We find the agency’s use of the total funded amount in its evaluation to be unobjectionable.  In this regard, the agency reasonably explained that this metric represented one means for GSA to assess the amount of work actually performed by each vendor in its past experience efforts, and that using the ceiling values would not necessarily capture this same information. 

[6] We note that the agency does not contend that it assigned only partial credit to this past experience example, or that it considered the duration of SBD’s past experience in the aggregate, i.e., cumulatively for the three submitted contract examples.  Such an assessment may have been permissible under the solicitation since the agency advised vendors, prior to the submission of TOR responses, that it intended to consider the size, scope, and duration of vendors’ past experience in the aggregate, and thus vendors could cumulatively meet these requirements rather than meet them on each and every past experience example.  TOR at 54. 

[7] The protester argues that by failing to assess the feasibility, practicality, and appropriateness of vendors’ responses, the agency ignored significant risks associated with SBD’s approach.  For example, the protester notes that SBD’s approach relied on [DELETED] to meet staffing requirements, yet proposed a lower overall price than AlliantCorps.  We see no evidence in the record, however, that the agency ignored risks associated with SBD’s technical approach.  We note in this regard that the agency was under no obligation to consider whether there was technical risk associated with SBD’s price because the TOR did not contain a price realism clause.  See NJVC, LLC, B‑410035, B-410035.2, Oct. 15, 2014, 2014 CPD ¶ 307 at 8 (concluding that an agency could not consider the risks stemming from the awardee’s low price as part of the agency’s technical evaluation, where the solicitation does not contain a price realism clause).

[8] The protester argues, as a general matter, that GSA failed to adequately document its evaluation, including, in this instance, by failing to note AlliantCorp’s plan for filling vacancies as part of its cross-collaboration plans.  We disagree and find that the agency reasonably documented its evaluation.  In this connection, while an agency’s judgment must be documented in sufficient detail to show it is not arbitrary, a failure to discuss every detail regarding the relative merit of solicitation responses in a selection decision document does not affect the validity of the decision where, as here, the record shows that the agency’s award decision was reasonable.  Carmon Constr., Inc., B-292387, B‑292387.3, Sept. 5, 2003, 2003 CPD ¶ 158 at 4.  With respect to AlliantCorps’ cross-collaboration plan, for example, we note that the protester’s vacancy-filling plan was only one portion of the protester’s larger approach to addressing cross-collaboration and the agency’s evaluation of this aspect was otherwise reasonable.  See AR, Tab 6, AlliantCorps TOR Response, at 55.

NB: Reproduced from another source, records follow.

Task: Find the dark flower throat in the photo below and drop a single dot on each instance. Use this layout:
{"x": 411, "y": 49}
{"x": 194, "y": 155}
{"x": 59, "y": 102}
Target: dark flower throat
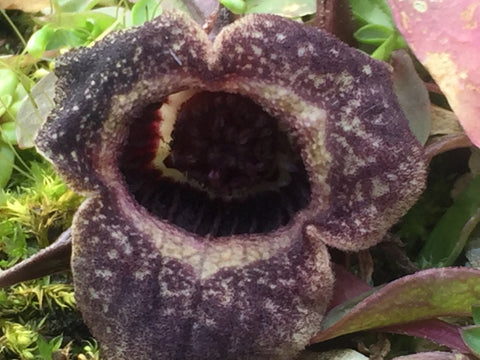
{"x": 234, "y": 170}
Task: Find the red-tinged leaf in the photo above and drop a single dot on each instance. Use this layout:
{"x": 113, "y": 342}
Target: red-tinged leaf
{"x": 471, "y": 336}
{"x": 424, "y": 295}
{"x": 433, "y": 355}
{"x": 445, "y": 36}
{"x": 437, "y": 331}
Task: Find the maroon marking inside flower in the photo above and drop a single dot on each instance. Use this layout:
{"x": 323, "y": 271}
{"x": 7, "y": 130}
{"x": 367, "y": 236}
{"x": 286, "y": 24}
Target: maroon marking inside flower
{"x": 241, "y": 172}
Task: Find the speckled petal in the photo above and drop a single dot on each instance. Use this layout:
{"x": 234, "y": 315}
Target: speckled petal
{"x": 151, "y": 290}
{"x": 366, "y": 168}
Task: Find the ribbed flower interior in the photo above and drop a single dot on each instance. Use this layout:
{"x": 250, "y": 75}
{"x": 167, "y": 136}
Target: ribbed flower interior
{"x": 224, "y": 167}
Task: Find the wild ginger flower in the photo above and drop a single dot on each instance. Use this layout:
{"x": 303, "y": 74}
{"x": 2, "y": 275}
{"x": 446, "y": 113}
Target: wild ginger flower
{"x": 216, "y": 174}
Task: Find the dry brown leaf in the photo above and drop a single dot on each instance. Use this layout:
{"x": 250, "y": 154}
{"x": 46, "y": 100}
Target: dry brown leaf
{"x": 24, "y": 5}
{"x": 444, "y": 122}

[9] Our own review of this issue finds no evidence to support the assertion that SBD misrepresented the availability of its proposed key personnel.  In this regard, SBD submitted declarations, as well as emails and text messages, which supported its position that [DELETED]. This aligns with the representation made in SBD’s TOR response, which stated that Qbase had contacted these personnel and “confirmed their desire to join Qbase [DELETED].”  Supp. AR, Tab 1, SBD TOR Response, at 49. 

[10] To the extent that this statement was a typo or was intended to have some other meaning, we note that the agency did not provide any explanation in its legal briefing.